Incluso denostando los filmes extranjeros que fueron llenando poco a poco las pantallas —eso sí, con la inevitable censura, sobre todo del clero, para salvar a la España católica, apostólica y romana de influencias maléficas—, la abuela seguía yendo a esas salas abarrotadas los fines de semana, de butacas desgastadas impregnadas de olor a humanidad y golosina; a veces, de otros aromas más sutiles e íntimos, en especial en las últimas filas, copadas exclusivamente por parejas ocupadas en mutua adoración entre contorsiones de manos y ropas, en espacios corporales vedados, a la estela de la linterna del acomodador, al tanto de mantener el orden y las buenas formas, que en muchos casos hacía la vista gorda porque también había sido joven.
Ver películas era para ella su escape a la rutina, de la que se evadía siempre que podía. Lo malo era que luego volvía a casa y me las contaba. A mí solamente, no al resto de la familia, posiblemente porque conmigo había establecido un vínculo, criándome cuando era un bebé, que nunca tuvo con los demás.
Recuerdo que el día que proyectaron
El bueno, el feo y el malo
, regresó con ánimos renovados y le faltó tiempo para hacerme sentar junto a ella y narrarme las peripecias de ese filme del Oeste en el que Clint Eastwood, Lee Van Cleef y Eli Wallach rivalizaban en tretas. Al conjuro de su narración, mi hermana, que no confraternizó nunca con ella manteniendo una relación tensa y amarga para los que soportábamos sus constantes enfrentamientos, vino a unirse a nosotras.
—Hay tres pistoleros —nos contó, pero sin mirarla a ella—. Uno alto, vestido de oscuro, con cara de bicho; otro rubio y guaperas y uno más que sale siempre desaliñado.
—Pues empieza bien —soltó mi hermana.
—El caso es que andan a tiros sin parar —continuó la abuela sin hacer caso a su puya—. Se pasan la película unos contra otros y al final se desafían en un cementerio.

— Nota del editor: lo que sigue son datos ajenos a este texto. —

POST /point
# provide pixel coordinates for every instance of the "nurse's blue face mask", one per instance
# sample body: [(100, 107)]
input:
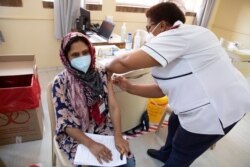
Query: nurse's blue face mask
[(81, 63)]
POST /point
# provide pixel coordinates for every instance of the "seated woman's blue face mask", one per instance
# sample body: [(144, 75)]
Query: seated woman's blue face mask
[(79, 56)]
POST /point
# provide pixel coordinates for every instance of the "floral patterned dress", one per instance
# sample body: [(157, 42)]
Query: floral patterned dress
[(67, 117)]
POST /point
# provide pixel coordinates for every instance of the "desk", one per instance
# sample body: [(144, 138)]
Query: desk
[(113, 40)]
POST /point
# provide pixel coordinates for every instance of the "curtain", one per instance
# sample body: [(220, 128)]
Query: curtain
[(65, 14), (204, 13)]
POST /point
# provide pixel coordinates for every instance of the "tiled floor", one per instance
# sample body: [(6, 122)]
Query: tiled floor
[(231, 151)]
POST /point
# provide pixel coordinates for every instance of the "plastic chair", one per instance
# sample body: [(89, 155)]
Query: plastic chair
[(57, 153)]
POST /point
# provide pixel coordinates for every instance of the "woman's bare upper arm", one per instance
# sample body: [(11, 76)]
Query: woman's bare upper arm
[(138, 59)]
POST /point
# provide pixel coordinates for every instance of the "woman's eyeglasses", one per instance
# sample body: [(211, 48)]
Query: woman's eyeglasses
[(148, 27)]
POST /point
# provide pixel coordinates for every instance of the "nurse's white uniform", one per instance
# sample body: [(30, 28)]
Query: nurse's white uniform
[(205, 90)]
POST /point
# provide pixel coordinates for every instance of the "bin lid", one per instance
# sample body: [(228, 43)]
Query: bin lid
[(17, 65)]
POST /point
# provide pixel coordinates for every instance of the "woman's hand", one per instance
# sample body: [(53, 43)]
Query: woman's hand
[(122, 145), (121, 82), (100, 151)]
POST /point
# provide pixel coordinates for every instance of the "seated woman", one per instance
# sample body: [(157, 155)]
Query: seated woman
[(84, 102)]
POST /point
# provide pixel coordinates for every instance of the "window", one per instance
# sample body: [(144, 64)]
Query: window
[(48, 4), (11, 3), (192, 5)]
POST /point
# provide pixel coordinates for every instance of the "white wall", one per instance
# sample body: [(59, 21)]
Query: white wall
[(30, 29), (232, 21)]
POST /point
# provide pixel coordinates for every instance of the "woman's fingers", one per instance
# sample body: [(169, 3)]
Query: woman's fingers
[(104, 155)]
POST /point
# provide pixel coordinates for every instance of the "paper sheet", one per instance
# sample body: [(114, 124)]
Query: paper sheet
[(85, 157)]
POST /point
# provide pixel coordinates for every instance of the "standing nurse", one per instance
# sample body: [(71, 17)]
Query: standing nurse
[(206, 92)]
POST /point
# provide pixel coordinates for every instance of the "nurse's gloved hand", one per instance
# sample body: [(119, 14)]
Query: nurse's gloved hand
[(121, 82)]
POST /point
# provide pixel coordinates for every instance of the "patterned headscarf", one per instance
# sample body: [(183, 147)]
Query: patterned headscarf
[(83, 88)]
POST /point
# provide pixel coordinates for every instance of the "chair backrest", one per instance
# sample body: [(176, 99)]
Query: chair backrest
[(51, 109)]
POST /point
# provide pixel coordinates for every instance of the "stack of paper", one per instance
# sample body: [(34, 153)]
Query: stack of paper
[(85, 157)]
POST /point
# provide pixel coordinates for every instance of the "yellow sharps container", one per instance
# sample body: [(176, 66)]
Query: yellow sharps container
[(155, 108)]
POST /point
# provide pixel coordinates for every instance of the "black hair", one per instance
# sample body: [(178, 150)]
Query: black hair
[(166, 11)]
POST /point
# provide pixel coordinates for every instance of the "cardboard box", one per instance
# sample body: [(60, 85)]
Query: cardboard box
[(21, 126), (17, 75)]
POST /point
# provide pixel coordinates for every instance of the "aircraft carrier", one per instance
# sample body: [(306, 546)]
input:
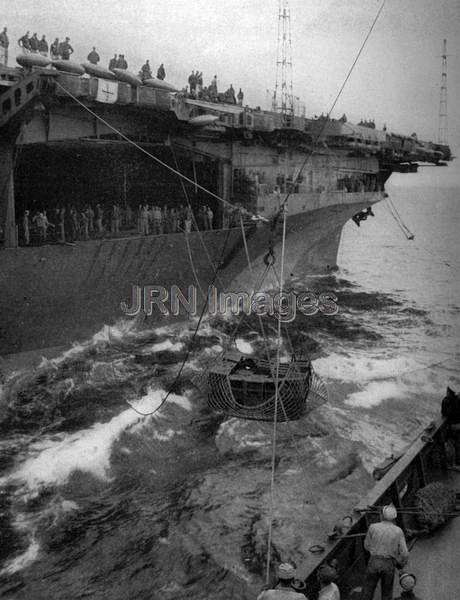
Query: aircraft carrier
[(76, 139)]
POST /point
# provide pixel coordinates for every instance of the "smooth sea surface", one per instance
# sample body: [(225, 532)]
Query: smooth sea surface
[(98, 501)]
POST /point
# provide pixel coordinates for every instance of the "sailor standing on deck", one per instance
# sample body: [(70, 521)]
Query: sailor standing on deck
[(387, 546), (4, 43), (93, 57), (327, 576), (283, 589), (24, 43), (65, 49), (34, 43), (146, 71), (113, 62), (161, 73), (407, 582), (43, 46), (54, 49)]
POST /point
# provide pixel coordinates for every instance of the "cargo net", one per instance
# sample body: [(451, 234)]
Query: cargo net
[(298, 394), (435, 504)]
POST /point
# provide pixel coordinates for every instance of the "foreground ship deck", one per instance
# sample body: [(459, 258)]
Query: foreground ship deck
[(87, 139), (433, 557)]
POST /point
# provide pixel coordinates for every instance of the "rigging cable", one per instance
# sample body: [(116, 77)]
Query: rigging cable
[(152, 156), (184, 189), (397, 217), (273, 462), (317, 138), (189, 351)]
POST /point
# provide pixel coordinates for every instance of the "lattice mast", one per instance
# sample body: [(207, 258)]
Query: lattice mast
[(283, 98), (442, 131)]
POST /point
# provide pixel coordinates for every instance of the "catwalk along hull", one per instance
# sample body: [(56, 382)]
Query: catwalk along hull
[(54, 295)]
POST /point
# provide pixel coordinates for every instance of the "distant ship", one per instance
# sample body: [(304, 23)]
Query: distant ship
[(64, 141)]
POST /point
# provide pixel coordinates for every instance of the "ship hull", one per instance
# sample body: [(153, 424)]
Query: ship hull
[(58, 294)]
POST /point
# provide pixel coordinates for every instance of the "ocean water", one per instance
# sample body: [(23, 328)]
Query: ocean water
[(99, 501)]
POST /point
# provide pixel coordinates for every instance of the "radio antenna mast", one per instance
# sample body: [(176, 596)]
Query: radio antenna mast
[(442, 131), (283, 98)]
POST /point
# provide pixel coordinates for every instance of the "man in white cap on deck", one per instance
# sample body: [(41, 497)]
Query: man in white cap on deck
[(387, 546), (407, 581), (283, 589)]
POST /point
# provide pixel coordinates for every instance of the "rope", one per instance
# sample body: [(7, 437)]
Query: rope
[(189, 351), (184, 189), (294, 441), (315, 141), (397, 217), (273, 464), (144, 151)]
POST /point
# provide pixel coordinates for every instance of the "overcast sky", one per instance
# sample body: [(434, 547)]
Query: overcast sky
[(396, 80)]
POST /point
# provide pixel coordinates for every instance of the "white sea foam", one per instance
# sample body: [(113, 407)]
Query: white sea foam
[(21, 561), (167, 345), (376, 392), (52, 461), (359, 368)]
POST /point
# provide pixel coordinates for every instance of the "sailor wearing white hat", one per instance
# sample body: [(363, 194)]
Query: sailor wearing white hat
[(407, 582), (387, 546), (283, 589)]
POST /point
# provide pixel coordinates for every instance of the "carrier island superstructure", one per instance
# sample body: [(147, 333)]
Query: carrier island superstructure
[(64, 141)]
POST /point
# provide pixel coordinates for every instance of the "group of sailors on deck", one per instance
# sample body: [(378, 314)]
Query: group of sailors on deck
[(388, 551), (210, 93), (58, 49), (146, 71), (92, 222)]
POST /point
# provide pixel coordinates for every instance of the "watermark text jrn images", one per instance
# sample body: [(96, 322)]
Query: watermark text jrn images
[(175, 301)]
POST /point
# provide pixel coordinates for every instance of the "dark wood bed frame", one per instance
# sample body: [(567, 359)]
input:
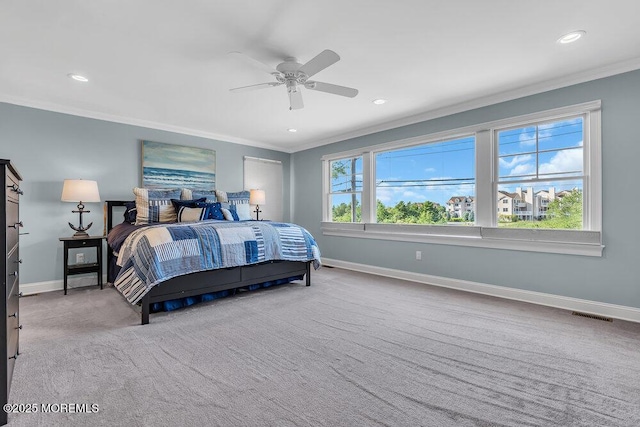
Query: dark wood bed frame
[(214, 280)]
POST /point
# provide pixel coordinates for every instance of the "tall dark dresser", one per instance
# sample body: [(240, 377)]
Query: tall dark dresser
[(10, 262)]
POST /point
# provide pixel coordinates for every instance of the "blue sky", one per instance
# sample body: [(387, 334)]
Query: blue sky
[(439, 171)]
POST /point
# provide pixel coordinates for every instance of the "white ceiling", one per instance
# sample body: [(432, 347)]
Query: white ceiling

—Buen argumento —volvió a murmurar mi hermana, inflando los mofletes para contener la risa.
—Cállate, Almudena —pedí yo.
—Si es que va a ser un folletín.
—Vete a hacer los deberes, anda.
—No me da la gana.
—Cuelgan a uno, al asqueroso —continuó la abuela—. También podía haberse aseado un poco, vamos, que daba asco. Y el rubio le dispara.
—¿Lo mata?
—No, no, se escapa montado a caballo con la cuerda al cuello. Eso pasa varias veces. Bueno, pues al final, le cuelgan en un cementerio otra vez y cae a una fosa. Allí encuentran monedas de oro, en una tumba.